Je suis en total accord avec l'article 1er ,qui prévoit la mise en place d'une commission chargée de l'établissement d'un programme de dépollution des atolls, car il s'agit bien de savoir comment nettoyer les terres souillées et comment gérer les déchets pollués. Ces questions fondamentales imposent une réflexion poussée et l'instauration d'une méthode.

L'article 2 présente également de réelles avancées sur la prise en compte des maladies transgénérationnelles radio-induites et en particulier sur le recours des ayants droit.
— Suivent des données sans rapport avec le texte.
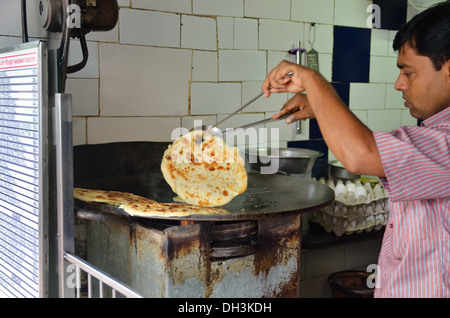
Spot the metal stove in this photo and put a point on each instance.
(254, 251)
J'avais déposé trois amendements pour enrichir ce texte, mais deux ont malheureusement été déclarés irrecevables. La mise en place d'un programme pluriannuel pour la recherche, chargé d'examiner la transmission des maladies transgénérationnelles radio-induites – une demande récurrente des associations – ne trouve pourtant pas écho auprès de l'État. Si l'État estime qu'il n'y a pas de transmission, qu'il le prouve en permettant une étude scientifique sur le sujet afin que la vérité soit faite. Et puis pourquoi établir des délais de recours pour les ayants droit ? La réparation du sacrifice des Polynésiens et des Polynésiennes ne doit pas être limitée dans le temps. Mon seul amendement recevable vise à octroyer une médaille honorifique pour les vétérans des essais nucléaires. Vous me répondrez, madame la ministre, qu'il est satisfait par le décret du 29 janvier dernier, mais la médaille de la défense nationale avec agrafe « essais nucléaires » ne répond pas totalement aux demandes des associations. Les travailleurs de Moruroa et Fangataufa réclament une distinction spécifique de reconnaissance de la nation, qui leur ouvrirait une meilleure prise en charge de leurs frais de santé et un meilleur accompagnement des soins au titre de vétérans des essais nucléaires.
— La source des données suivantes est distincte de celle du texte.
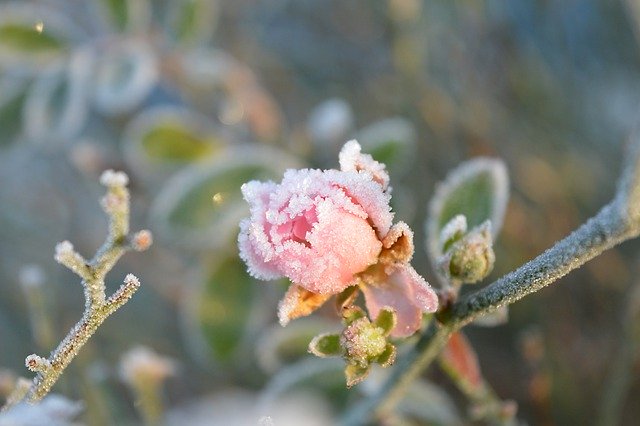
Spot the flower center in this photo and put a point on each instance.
(299, 226)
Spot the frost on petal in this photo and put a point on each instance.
(368, 194)
(407, 293)
(353, 160)
(397, 245)
(253, 246)
(340, 245)
(298, 302)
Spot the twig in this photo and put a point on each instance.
(97, 306)
(616, 222)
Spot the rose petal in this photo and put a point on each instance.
(407, 293)
(397, 245)
(253, 244)
(368, 194)
(298, 302)
(340, 245)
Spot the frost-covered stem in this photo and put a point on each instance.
(97, 306)
(615, 223)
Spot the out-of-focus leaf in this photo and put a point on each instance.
(31, 35)
(11, 116)
(391, 141)
(201, 206)
(23, 38)
(329, 126)
(461, 361)
(325, 374)
(218, 309)
(216, 81)
(126, 15)
(167, 137)
(126, 73)
(56, 105)
(326, 345)
(477, 189)
(429, 403)
(192, 22)
(278, 346)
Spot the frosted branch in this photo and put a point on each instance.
(616, 222)
(97, 306)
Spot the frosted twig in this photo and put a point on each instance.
(97, 306)
(618, 221)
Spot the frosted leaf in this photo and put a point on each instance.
(407, 293)
(477, 189)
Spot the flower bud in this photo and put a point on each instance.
(470, 259)
(363, 341)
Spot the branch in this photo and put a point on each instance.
(97, 306)
(616, 222)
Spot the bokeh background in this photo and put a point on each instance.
(193, 97)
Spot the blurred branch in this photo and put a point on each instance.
(97, 306)
(618, 221)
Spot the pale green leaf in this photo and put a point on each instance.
(326, 345)
(477, 189)
(202, 206)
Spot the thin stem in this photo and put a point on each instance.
(605, 230)
(97, 306)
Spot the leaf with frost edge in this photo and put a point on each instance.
(455, 178)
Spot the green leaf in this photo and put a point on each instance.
(23, 38)
(390, 141)
(11, 117)
(351, 314)
(477, 189)
(219, 308)
(346, 298)
(166, 138)
(175, 142)
(326, 345)
(355, 373)
(192, 21)
(201, 206)
(118, 11)
(388, 357)
(127, 15)
(278, 346)
(386, 320)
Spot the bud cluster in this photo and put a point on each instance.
(361, 343)
(467, 257)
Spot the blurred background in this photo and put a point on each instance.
(194, 97)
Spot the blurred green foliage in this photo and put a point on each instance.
(552, 88)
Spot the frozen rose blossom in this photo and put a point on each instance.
(328, 230)
(314, 228)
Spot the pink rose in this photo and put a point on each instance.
(323, 230)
Cette proposition de loi traite des victimes des essais nucléaires, et c'est bien légitime. En tant que Polynésienne, je ne peux que soutenir ses dispositions qui faciliteront et accéléreront les démarches des victimes pour l'ouverture de leurs droits à indemnisation, mais je souhaiterais aussi rappeler à l'État que la contribution de la Polynésie française se poursuit, que de nombreux Polynésiens s'engagent dans l'armée française chaque année et sont pourtant victimes d'iniquité de traitement car privés de l'INSMET, l'indemnité d'installation des militaires ultramarins. La Polynésie française a contribué à ce que la France soit une puissance nucléaire et les militaires polynésiens se battent chaque jour dans ses forces armées : faudra-t-il attendre encore longtemps pour que le soldat d'une collectivité du Pacifique soit reconnu comme un vrai soldat français ?

En conclusion, j'indique que notre groupe UDI et indépendants votera en faveur de cette proposition de loi pour que les demandes des Polynésiens et des Polynésiennes soit entendues à l'aube de la table ronde.